Indeed, when asked about the Orthodox position on birth control, Patriarch Bartholomew, the Greek Orthodox archbishop of Constantinople, replied that "according to a long-held tradition, the Greek Orthodox Church avoids dictating or making categorical decisions of a social or ethical nature." (Time Magazine, 5 May 1997)

It is mostly confined to the Greeks and Slavs and their descendants wherever they have migrated.

Its total following is only around 220 million, and it doesn’t make much missionary effort.

It lacks the continued juridical succession of apostolic authority.

The Orthodox Church acknowledges a bond with definitely heretical Churches, but they acknowledge no real bond with the Catholic Church.

They reject the unity that only the Church of Christ can give and therefore lack the supreme spiritual authority of the Papacy. They tried uniting around the Patriarchate of Constantinople, but that wasn’t sufficient to prevent secular princes demanding a separation church for each kingdom.

A unity of reverence isn’t enough. Only a unity of obedience suffices:

“If a man will not hear the Church, let him be as the heathen." (Matthew 18:17)

Before the Great Schism commenced by Photius in 867 A.D., the Patriarchs of Constantinople were all subject to the Pope. There were no Patriarchs of the Greek Orthodox Church.

The First Council of Constantinople in 381, for example, demanded that the Bishop of Constantinople should rank next after the Bishop of Rome, and before the Bishops of Alexandria and Antioch. The Eastern Bishops affirmed at the end of The Council of Chalcedon in 451, “Peter has spoken by Leo.” A century and a half later, Pope Gregory I wrote, "Who doubts that the Church of Constantinople is subject to the Apostolic See?" The Patriarch of Constantinople, and all the Eastern Bishops signed the formula of Hormisdas, who was Pope from 514 to 523. That formula contained these words,

“We follow the Apostolic See in everything and teach all its laws. I hope to be in that one Communion taught by the Apostolic See in which is the whole, real, and perfect solidity of the Christian religion.”

In 861, missionaries from Constantinople converted the Bulgarians. To bring them under the jurisdiction of the Latin Patriarchate of the West rather than have them under the Patriarchate of Constantinople, Pope Nicholas I appointed Bishops for the Bulgarians in 866.

But partly this was also to maintain Rome’s political authority over Constantinople, and the Greeks resented it. Photius, Patriarch of Constantinople, wrote to the Pope in 867 condemning the Catholic Church. Although provoked politically, he also made various doctrinal charges. The schism started when the Pope excommunicated Photius, who retaliated by excommunicating the Pope.
After Photius made peace with Pope John VIII, he was duly recognized as Patriarch of Constantinople. This reconciliation lasted until Photius died, but then trouble started again.

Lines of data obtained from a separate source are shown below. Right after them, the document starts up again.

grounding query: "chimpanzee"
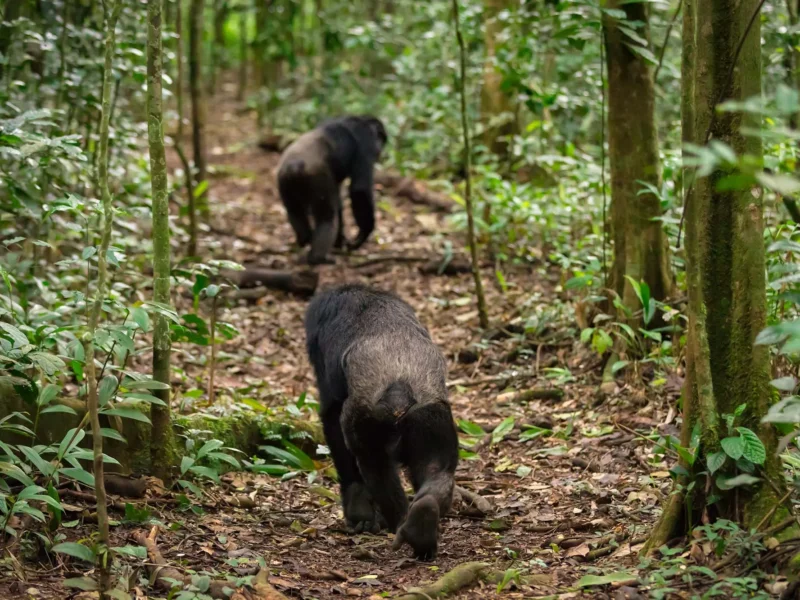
[278,116,387,264]
[305,284,458,559]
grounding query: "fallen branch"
[454,485,492,517]
[447,371,536,387]
[133,527,288,600]
[398,562,489,600]
[221,267,319,297]
[495,388,564,404]
[375,171,455,212]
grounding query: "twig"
[653,0,683,83]
[676,0,766,248]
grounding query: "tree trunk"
[453,0,489,329]
[481,0,519,157]
[147,0,180,481]
[84,2,122,599]
[175,2,197,256]
[648,0,787,549]
[236,7,249,102]
[189,0,209,219]
[604,0,672,311]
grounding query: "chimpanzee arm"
[347,154,375,250]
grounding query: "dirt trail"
[168,84,674,598]
[4,82,674,599]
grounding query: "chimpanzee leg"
[333,202,347,249]
[342,403,408,532]
[321,402,380,533]
[394,402,458,559]
[279,182,311,248]
[308,179,341,265]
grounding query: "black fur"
[305,284,458,558]
[278,116,387,264]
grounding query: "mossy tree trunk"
[84,1,122,599]
[147,0,180,481]
[481,0,519,157]
[603,0,672,311]
[189,0,209,219]
[648,0,786,549]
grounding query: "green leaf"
[111,548,147,560]
[53,542,95,563]
[0,321,29,347]
[63,577,100,592]
[717,473,761,490]
[492,417,515,444]
[131,306,150,332]
[706,452,728,475]
[181,456,194,475]
[100,427,128,444]
[123,379,172,390]
[578,571,636,587]
[189,465,219,483]
[58,467,94,487]
[736,427,767,465]
[720,436,744,460]
[36,383,61,406]
[28,352,67,375]
[39,404,78,415]
[58,428,86,459]
[100,408,150,424]
[458,419,486,437]
[97,375,119,407]
[197,440,225,460]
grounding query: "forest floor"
[0,82,680,599]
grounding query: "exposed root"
[398,562,490,600]
[133,527,288,600]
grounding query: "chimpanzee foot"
[392,496,439,560]
[342,483,381,533]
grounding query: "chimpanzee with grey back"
[278,116,387,264]
[305,284,458,559]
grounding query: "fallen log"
[398,562,490,600]
[133,527,288,600]
[375,171,456,213]
[221,267,319,296]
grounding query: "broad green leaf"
[58,467,94,487]
[492,417,515,444]
[97,375,119,407]
[720,436,744,460]
[458,419,486,437]
[578,571,636,587]
[100,408,150,423]
[0,321,28,347]
[28,352,67,375]
[39,404,78,415]
[36,383,61,406]
[64,577,100,592]
[131,306,150,332]
[736,427,767,465]
[717,473,761,490]
[706,452,728,475]
[53,542,95,563]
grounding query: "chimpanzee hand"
[392,496,439,560]
[342,483,381,533]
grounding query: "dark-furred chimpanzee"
[278,116,387,264]
[305,284,458,558]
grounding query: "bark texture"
[649,0,785,549]
[603,0,672,310]
[147,0,180,481]
[481,0,519,156]
[189,0,209,218]
[84,2,122,599]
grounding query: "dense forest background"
[0,0,800,600]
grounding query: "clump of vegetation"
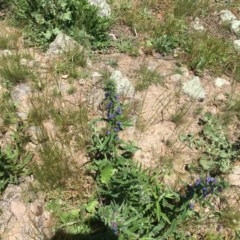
[0,125,31,192]
[181,113,239,175]
[12,0,110,46]
[0,54,34,87]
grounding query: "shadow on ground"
[50,223,118,240]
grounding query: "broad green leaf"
[85,200,98,213]
[100,165,117,184]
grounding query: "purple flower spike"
[189,203,194,209]
[195,179,202,186]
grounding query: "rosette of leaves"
[0,146,31,192]
[89,79,192,240]
[180,113,239,175]
[12,0,111,46]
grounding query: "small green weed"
[85,77,203,239]
[183,33,233,74]
[0,125,31,192]
[135,64,163,91]
[180,113,239,175]
[170,106,188,126]
[0,32,20,50]
[0,54,34,87]
[12,0,110,46]
[0,91,17,127]
[173,0,209,19]
[114,38,139,56]
[32,140,72,190]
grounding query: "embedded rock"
[182,77,206,99]
[191,17,204,31]
[0,180,53,240]
[88,0,111,17]
[214,78,230,88]
[110,70,135,98]
[46,33,82,56]
[220,10,237,22]
[231,20,240,35]
[11,83,31,120]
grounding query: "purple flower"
[189,203,194,209]
[111,222,118,235]
[195,179,202,186]
[206,177,216,183]
[116,107,122,115]
[107,102,113,109]
[114,128,120,132]
[107,113,116,120]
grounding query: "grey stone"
[0,181,53,240]
[231,20,240,35]
[110,70,135,98]
[20,58,28,66]
[228,165,240,187]
[11,83,31,120]
[46,33,83,56]
[191,17,204,31]
[214,77,230,87]
[233,39,240,51]
[220,10,237,22]
[88,0,111,17]
[182,77,206,99]
[27,126,43,144]
[170,73,182,82]
[216,93,227,102]
[92,72,102,78]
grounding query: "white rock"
[228,166,240,186]
[233,39,240,51]
[11,83,31,120]
[220,10,237,22]
[88,0,111,17]
[191,17,204,31]
[231,20,240,35]
[170,73,182,82]
[214,77,230,87]
[111,70,135,98]
[182,76,206,99]
[11,201,26,220]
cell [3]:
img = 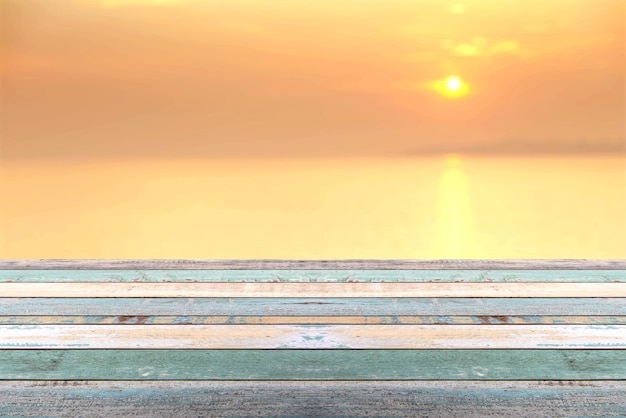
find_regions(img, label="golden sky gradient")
[0,0,626,259]
[0,0,626,159]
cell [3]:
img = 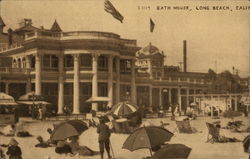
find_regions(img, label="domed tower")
[136,43,165,79]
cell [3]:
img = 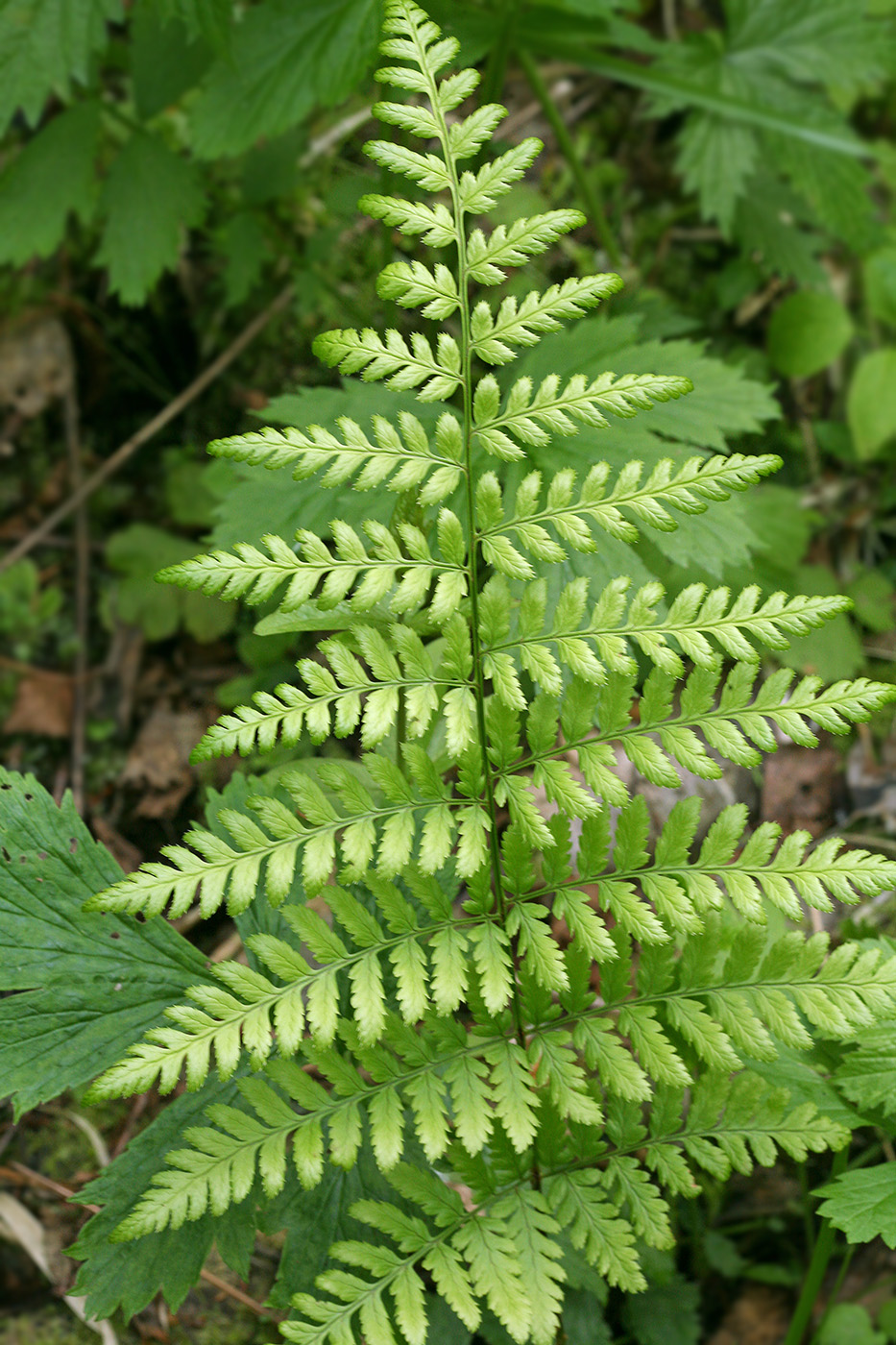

After various difficulties, Michael Cerularius, the then Patriarch of Constantinople, renewed the break with Rome in 1054. He wanted to be universal Patriarch over the whole Church. Appealing to the political importance of Constantinople, he won over the Emperor. And since then, the Patriarchs of Constantinople haven’t submitted to the jurisdiction of the Pope or sought his confirmation for their appointments.

But Greek Delegates to the Second Council of Lyons in 1274 (and at the Council of Florence in 1439) admitted that they should. They sought a return to unity with Rome. On each occasion, however, on their return to the East, national interest repudiated their admissions.